Thursday, September 10, 2009

Being a college professor in 2009


Lisa Black has recently written an article about rudeness in college classrooms.

Thankfully, things in my classes at Winthrop aren't as bad as some of the scenarios she describes.

Students who say yes sir and no sir and who abide by the rules and decorum of the class are always appreciated by their professors.

One challenge, for example, in teaching in a Mac computer lab is keeping students off the "toys" (computers) when you want them to focus on something important that you (the professor) have to say.

So here's my plea, students, (and I hope you're reading this): When the old guy is talking, get off the toys and give him eye contact and your full attention.

After all, you do want your tuition's worth, correct?

Here, in case you're interested, is Lisa Black's story on classroom rudeness. It appeared in today's edition of The (Rock Hill) Herald:


Lee Shumow doesn't want to text her students, or be their friend on Facebook, but to their chagrin prefers an old-fashioned way to communicate: e-mail.

The educational psychology professor at Northern Illinois University appreciates when students take the time to reply. It's an extra treat when they don't begin their message with, "Hey, Lee."

She and many of her colleagues believe such informality has seeped into the college classroom environment, citing student behavior that's best described as rude or oblivious. As students begin a new semester this month, instructors bracing for yet another onslaught blame technology for creating a disengaged generation whose attention is constantly diverted by laptops, phones and iPods.

Others point to the unruly classroom as a reflection of an increasingly ill-mannered society. Nearly 70 percent of Americans polled in 2005 said they believe people are more rude than they were 20 to 30 years ago.
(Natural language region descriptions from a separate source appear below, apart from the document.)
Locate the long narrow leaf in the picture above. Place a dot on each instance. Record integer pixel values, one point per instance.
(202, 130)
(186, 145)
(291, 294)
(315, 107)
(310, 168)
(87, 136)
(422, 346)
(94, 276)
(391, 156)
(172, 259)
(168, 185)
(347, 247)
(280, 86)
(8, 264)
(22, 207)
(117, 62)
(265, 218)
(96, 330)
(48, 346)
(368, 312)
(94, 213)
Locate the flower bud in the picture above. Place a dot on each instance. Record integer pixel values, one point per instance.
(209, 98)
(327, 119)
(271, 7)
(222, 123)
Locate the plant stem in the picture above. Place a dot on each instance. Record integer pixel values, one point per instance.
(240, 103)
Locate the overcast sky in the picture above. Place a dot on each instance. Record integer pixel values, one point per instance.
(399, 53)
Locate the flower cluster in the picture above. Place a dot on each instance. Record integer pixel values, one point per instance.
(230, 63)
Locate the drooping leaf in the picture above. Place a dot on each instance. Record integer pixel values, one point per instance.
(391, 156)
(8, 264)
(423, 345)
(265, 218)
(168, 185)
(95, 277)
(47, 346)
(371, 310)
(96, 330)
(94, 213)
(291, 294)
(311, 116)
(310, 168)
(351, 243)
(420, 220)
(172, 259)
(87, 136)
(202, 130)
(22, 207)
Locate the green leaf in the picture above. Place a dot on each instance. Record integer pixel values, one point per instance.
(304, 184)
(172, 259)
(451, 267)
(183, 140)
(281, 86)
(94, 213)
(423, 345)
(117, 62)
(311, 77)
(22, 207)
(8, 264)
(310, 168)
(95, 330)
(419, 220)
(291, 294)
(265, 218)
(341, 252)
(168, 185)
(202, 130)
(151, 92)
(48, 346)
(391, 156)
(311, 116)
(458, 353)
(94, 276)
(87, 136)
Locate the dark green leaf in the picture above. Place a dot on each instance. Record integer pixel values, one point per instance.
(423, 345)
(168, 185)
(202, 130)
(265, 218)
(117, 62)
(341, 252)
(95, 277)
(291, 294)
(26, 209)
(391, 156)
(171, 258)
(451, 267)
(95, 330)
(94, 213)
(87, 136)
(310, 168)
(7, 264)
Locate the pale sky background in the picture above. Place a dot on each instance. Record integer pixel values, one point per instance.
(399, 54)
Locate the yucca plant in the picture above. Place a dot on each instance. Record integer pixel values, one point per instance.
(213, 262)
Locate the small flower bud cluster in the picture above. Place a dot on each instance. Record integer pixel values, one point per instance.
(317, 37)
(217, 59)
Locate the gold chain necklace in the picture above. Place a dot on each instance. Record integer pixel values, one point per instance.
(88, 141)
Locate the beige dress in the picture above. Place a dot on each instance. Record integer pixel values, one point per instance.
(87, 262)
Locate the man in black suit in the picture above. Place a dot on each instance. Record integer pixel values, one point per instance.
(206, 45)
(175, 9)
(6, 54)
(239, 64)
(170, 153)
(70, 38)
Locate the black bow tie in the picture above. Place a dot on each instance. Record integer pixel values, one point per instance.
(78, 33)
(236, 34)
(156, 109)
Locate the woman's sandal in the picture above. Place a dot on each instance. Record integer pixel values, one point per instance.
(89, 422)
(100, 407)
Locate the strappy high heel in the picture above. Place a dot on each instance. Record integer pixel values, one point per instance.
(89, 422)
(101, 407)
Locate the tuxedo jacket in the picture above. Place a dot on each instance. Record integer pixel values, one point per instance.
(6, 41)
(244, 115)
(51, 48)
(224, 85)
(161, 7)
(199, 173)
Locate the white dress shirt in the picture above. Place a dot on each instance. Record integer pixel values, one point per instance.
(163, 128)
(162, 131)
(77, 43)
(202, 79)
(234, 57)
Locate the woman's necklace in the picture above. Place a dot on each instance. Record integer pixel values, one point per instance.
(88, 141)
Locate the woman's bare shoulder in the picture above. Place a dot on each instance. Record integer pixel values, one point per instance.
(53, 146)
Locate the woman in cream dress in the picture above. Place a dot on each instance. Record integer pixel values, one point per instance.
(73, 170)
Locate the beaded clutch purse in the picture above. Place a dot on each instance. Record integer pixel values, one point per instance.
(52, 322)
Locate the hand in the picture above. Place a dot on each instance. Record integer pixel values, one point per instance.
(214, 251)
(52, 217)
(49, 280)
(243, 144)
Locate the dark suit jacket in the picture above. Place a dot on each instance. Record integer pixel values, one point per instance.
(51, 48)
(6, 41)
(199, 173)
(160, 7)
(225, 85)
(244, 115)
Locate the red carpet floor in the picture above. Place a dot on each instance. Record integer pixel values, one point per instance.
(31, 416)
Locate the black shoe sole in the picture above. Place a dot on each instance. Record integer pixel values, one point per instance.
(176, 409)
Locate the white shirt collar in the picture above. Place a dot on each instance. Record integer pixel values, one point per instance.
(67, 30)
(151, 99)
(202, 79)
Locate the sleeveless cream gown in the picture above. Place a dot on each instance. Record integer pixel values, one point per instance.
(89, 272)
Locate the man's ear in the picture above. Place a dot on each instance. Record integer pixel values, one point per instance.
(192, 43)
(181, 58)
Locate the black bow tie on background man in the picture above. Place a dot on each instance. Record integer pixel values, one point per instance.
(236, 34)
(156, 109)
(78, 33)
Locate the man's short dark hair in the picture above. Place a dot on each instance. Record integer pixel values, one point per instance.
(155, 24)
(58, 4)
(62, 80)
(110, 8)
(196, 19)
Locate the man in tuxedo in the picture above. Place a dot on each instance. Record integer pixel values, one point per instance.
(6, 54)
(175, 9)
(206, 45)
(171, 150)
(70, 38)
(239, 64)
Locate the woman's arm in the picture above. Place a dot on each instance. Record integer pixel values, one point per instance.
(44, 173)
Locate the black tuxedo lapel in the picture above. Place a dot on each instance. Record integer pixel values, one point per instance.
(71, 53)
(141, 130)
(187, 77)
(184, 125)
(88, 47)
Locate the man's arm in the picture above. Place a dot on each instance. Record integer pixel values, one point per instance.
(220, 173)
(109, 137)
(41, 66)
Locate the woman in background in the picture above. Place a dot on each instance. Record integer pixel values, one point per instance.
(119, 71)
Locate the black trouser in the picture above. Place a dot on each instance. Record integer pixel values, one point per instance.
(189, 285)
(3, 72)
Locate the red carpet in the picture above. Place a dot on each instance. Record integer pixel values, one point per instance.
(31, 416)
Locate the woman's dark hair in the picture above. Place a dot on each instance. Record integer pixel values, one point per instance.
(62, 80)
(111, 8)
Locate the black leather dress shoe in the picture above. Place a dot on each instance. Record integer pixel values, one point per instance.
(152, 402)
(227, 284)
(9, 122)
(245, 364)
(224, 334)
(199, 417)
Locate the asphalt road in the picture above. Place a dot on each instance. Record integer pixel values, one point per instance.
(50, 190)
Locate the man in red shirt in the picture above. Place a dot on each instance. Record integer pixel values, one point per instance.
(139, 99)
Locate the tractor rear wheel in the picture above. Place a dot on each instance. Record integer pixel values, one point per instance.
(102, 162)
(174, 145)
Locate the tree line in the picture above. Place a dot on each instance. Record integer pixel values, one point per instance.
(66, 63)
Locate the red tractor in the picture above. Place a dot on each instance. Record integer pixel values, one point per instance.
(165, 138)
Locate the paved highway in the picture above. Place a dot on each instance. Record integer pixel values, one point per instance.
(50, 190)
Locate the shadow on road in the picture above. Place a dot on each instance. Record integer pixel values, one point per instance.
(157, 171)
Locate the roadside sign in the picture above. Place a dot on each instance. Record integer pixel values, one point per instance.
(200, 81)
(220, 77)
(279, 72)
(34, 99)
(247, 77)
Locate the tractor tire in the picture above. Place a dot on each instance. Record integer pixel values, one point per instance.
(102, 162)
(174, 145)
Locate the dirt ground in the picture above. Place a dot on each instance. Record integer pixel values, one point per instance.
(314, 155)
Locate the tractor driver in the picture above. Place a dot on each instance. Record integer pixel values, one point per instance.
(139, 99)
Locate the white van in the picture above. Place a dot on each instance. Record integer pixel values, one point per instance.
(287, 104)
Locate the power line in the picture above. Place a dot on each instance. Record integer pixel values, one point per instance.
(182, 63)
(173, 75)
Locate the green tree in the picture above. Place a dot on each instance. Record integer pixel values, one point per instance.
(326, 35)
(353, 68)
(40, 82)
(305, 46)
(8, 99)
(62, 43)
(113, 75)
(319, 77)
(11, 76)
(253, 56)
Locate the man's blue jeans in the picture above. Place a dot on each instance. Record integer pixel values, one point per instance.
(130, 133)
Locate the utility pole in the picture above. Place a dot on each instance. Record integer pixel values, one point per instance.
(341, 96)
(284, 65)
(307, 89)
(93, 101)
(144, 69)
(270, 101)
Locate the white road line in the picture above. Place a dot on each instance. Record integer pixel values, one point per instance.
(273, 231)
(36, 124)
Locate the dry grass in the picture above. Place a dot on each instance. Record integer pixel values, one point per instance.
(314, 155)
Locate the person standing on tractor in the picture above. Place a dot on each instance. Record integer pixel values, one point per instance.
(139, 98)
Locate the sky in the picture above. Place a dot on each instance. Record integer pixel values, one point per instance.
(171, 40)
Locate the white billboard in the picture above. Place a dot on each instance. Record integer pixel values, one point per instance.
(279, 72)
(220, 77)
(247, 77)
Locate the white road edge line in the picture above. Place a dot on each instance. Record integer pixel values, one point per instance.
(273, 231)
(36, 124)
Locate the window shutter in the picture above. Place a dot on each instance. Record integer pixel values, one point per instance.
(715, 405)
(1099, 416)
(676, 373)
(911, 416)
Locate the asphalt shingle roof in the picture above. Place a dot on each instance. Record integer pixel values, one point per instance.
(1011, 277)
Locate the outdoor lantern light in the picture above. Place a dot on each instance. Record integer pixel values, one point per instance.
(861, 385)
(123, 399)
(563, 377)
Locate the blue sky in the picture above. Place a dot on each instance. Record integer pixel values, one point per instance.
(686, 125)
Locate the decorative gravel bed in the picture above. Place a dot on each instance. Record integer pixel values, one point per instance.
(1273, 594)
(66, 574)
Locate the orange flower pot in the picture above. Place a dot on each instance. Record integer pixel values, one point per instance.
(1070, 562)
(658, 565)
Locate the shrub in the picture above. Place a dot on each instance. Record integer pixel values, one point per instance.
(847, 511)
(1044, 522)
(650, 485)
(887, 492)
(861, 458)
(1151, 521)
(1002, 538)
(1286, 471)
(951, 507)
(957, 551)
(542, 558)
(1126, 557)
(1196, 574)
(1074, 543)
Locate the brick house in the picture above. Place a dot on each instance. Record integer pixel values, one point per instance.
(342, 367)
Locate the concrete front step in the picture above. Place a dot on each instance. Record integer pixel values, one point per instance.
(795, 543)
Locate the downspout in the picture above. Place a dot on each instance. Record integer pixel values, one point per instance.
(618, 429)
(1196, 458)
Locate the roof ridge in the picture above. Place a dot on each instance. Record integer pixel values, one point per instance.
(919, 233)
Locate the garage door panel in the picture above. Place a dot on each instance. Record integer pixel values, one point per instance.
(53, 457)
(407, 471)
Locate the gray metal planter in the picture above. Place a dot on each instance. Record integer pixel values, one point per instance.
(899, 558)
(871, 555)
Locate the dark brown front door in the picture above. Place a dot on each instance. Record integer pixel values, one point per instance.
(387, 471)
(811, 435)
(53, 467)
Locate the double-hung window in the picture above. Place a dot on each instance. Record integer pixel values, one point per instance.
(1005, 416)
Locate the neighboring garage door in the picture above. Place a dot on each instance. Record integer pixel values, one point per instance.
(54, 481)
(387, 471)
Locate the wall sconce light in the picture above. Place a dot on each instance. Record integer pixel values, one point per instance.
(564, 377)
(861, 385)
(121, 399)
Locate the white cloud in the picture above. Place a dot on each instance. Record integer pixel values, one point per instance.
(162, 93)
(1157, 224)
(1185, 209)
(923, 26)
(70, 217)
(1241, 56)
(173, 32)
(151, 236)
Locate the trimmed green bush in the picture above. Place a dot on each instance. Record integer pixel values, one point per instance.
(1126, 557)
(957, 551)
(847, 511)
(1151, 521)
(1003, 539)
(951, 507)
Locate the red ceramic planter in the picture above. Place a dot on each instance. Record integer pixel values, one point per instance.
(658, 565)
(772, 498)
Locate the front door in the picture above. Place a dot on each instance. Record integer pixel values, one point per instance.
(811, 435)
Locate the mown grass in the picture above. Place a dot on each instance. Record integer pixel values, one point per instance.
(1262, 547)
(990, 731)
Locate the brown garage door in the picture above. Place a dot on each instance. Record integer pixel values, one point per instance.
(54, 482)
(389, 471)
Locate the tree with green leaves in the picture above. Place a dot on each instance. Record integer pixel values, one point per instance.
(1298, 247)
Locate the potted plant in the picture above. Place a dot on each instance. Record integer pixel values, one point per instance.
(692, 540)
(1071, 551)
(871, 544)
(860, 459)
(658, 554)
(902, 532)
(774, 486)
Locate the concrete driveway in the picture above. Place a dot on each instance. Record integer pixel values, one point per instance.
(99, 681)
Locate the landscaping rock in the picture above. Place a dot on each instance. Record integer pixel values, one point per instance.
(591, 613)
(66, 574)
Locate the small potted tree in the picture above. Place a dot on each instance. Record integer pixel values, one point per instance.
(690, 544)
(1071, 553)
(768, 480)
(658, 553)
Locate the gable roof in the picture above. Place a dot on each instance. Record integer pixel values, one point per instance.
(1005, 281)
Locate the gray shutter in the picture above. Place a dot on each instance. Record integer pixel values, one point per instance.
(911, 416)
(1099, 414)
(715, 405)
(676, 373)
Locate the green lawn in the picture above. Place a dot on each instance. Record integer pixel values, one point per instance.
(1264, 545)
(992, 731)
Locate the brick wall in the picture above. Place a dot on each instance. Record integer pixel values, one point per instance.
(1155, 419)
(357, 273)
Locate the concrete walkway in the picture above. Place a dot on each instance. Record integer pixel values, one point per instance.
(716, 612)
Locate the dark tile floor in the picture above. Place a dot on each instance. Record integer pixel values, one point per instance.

"I literally cannot imagine having addressed any teacher I had in my career as 'Hey' and then their first name,' " said Shumow, who has a doctoral degree and has taught 15 years at NIU. "I love them. I won an award for undergraduate teaching in 2005. But man, the world has really changed from when I was a student."

To their credit, most students are respectful and more inquisitive than ever, faculty members say.

Yet professors also find they must devote space in the syllabus to ask students to refrain from surfing the Web, texting or answering cell phones during a lecture. Some have to remind students that, when making a presentation, they should remove the backward baseball cap and save the bare midriff for a beach party. Others complain that students randomly leave and enter the classroom during class.

For their part, students are irked by others who slurp and chew food, doze off or dominate discussion.

Some blame high schools for lowering the bar on classroom conduct, while others say the problems begin at home, when families fail to instill in children basic skills such as how to say "please" or "thank you."

In some cases, parents are more obnoxious than their offspring. One professor reported hearing from an irate father whose child had failed a class. The father insisted he had paid enough tuition for "at least a D."

Yet experts believe there is more to collegiate rudeness than perhaps a feeling of entitlement.

The attitude often is: "I don't need you, I have the Net," said P.M. Forni, director of the Civility Initiative at Johns Hopkins University and a professor of Italian literature.

"These are students for whom the computers are the training wheels of their knowledge since early childhood. Many of them will think nothing of starting to text as you convey a commentary on Dante's 'Divine Comedy.' "

Although the decline in classroom manners has not been documented in evidence-backed research, Forni said, the "anecdotal evidence is so massive it becomes rather reliable."

There is a sense, he said, that the relationship between student and teacher is now likened to one between a client and service provider.

"The prestige of the teacher and the professors as providers of knowledge and wisdom has decreased as the importance of the information technology has increased," he said.

Professors should set a tone of relaxed formality and define boundaries from day one, Forni said.

For instance, he begins his classes by explaining that he grew up in Italy during a different generation, where wearing caps in a classroom was considered rude. He considers it a distraction.

"I say, 'Listen, I cannot enforce this. I am just asking you as a favor not to wear a cap in class for this reason,' " Forni said. "Nobody from that moment on wears his cap in class."

Students usually respond well, teachers say, when they understand what is expected of them and what they can expect from the professor -- including respect.

2 comments:

RRRBlog said...

Well yes sir and no sir and yes ma'am and no ma'am is a geographical thing. I am from the north so in class we always said "Mister", "Miss", "Mrs" or "Professor".

We also see eye contact as a form of antagonization or the start of confrontation. I've run into these issues a lot with authority figures in the south.

They assume I'm being disrespectful. I've even had one authority figure talk about my upbringing being subpar because of my body language. Now that's disrespectful.

It is what it is and I am who I am. Maybe the southern thing will catch on, maybe it won't. But in no way, shape or form are these forms of body language disrespectful where I'm from.

All people are different so to paint them all with the same brush is unfair. Respect should be given as it is received. Personally, I've never been big on titles (except with elders), it's all about a mutual respect for one another at the end of the day.

carolina magic said...

Your observation about eye contact is interesting. Had never heard of that being the case in the South.

Thanks for reading and commenting, RRRBlog.